The real operational performance of this "cloud giant" still has to be left to time. Only when the system is put into operation next year can various benchmark tests and the actual feedback from users show whether it is as efficient and reliable as claimed.
Challenges and perspectives in the cloud AI race
Oracle is not alone.
Currently, cloud computing giants such as Microsoft, Google, and Amazon are also striving to build their own large AI clusters. They either buy countless GPUs or develop their own AI acceleration hardware. The map of cloud AI computing power is expanding rapidly.
With the introduction of the Zettascale10, on the one hand, Oracle consolidates its strategic alliance with OpenAI, and on the other hand, it signals to the industry its new, non - negligible strength in the AI era.
But in the market, Oracle still has to solve the problem of how to attract customers.
For this purpose, the company has announced a new program with "multi - cloud credits", which allows providers to freely allocate prepaid credits to Oracle databases and OCI services in Oracle Cloud as well as in AWS, Azure, Google, and other cloud services.
This step is intended to lower the threshold for customer migration and increase platform stickiness to gain a larger user base for the Oracle cloud ecosystem.

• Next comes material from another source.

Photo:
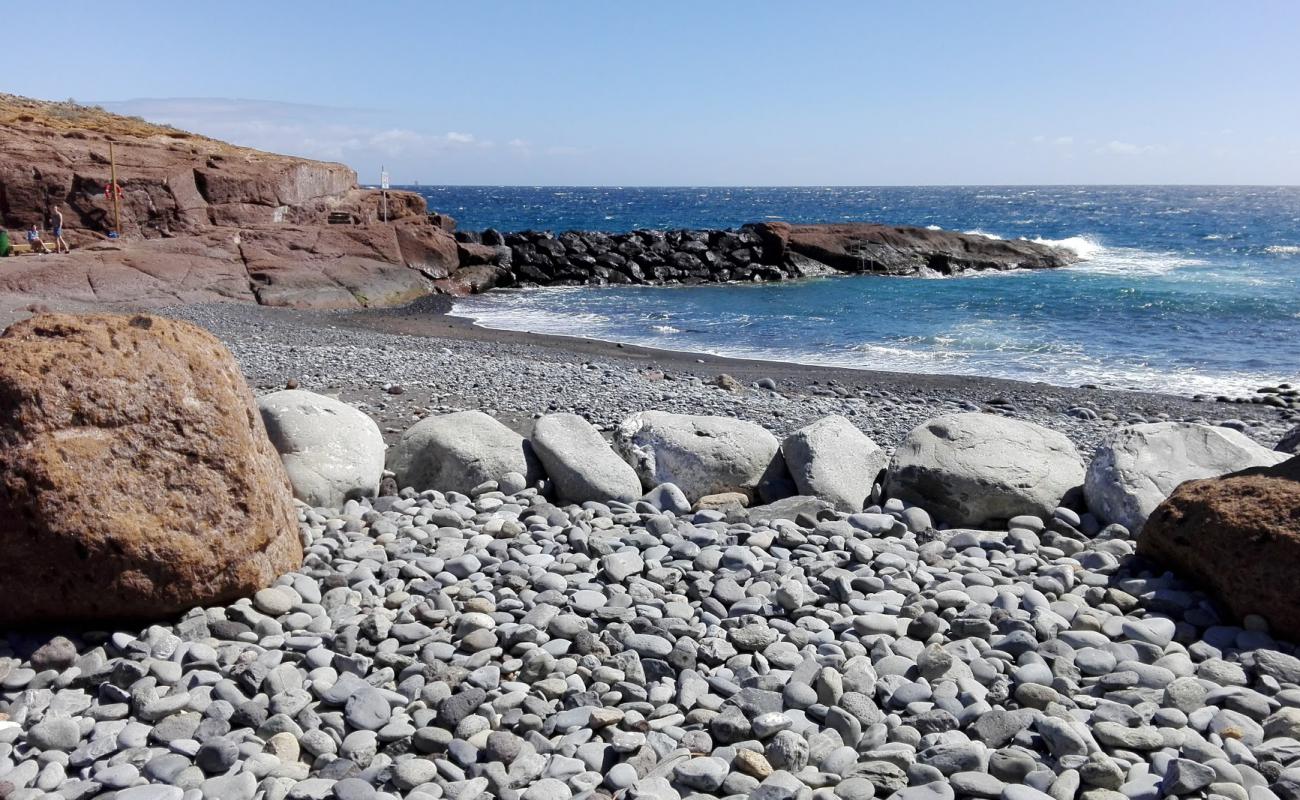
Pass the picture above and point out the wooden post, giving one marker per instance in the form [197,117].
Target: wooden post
[112,184]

The emergence of the OCI Zettascale10 shows the bold attempts of cloud providers to meet the immense computing power requirements of AI.
We will only know whether Oracle can gain an advantage in the fierce competition for AI infrastructure with this cloud giant and fulfill its promises regarding efficiency, size, and reliability when the system is actually put into use next year.
Sources
https://www.oracle.com/news/announcement/ai-world-oracle-unveils-next-generation-oci-zettascale10-cluster-for-ai-2025-10-14/
This article is from the WeChat account "New Intelligence World", author: Allen. 36Kr published it with permission.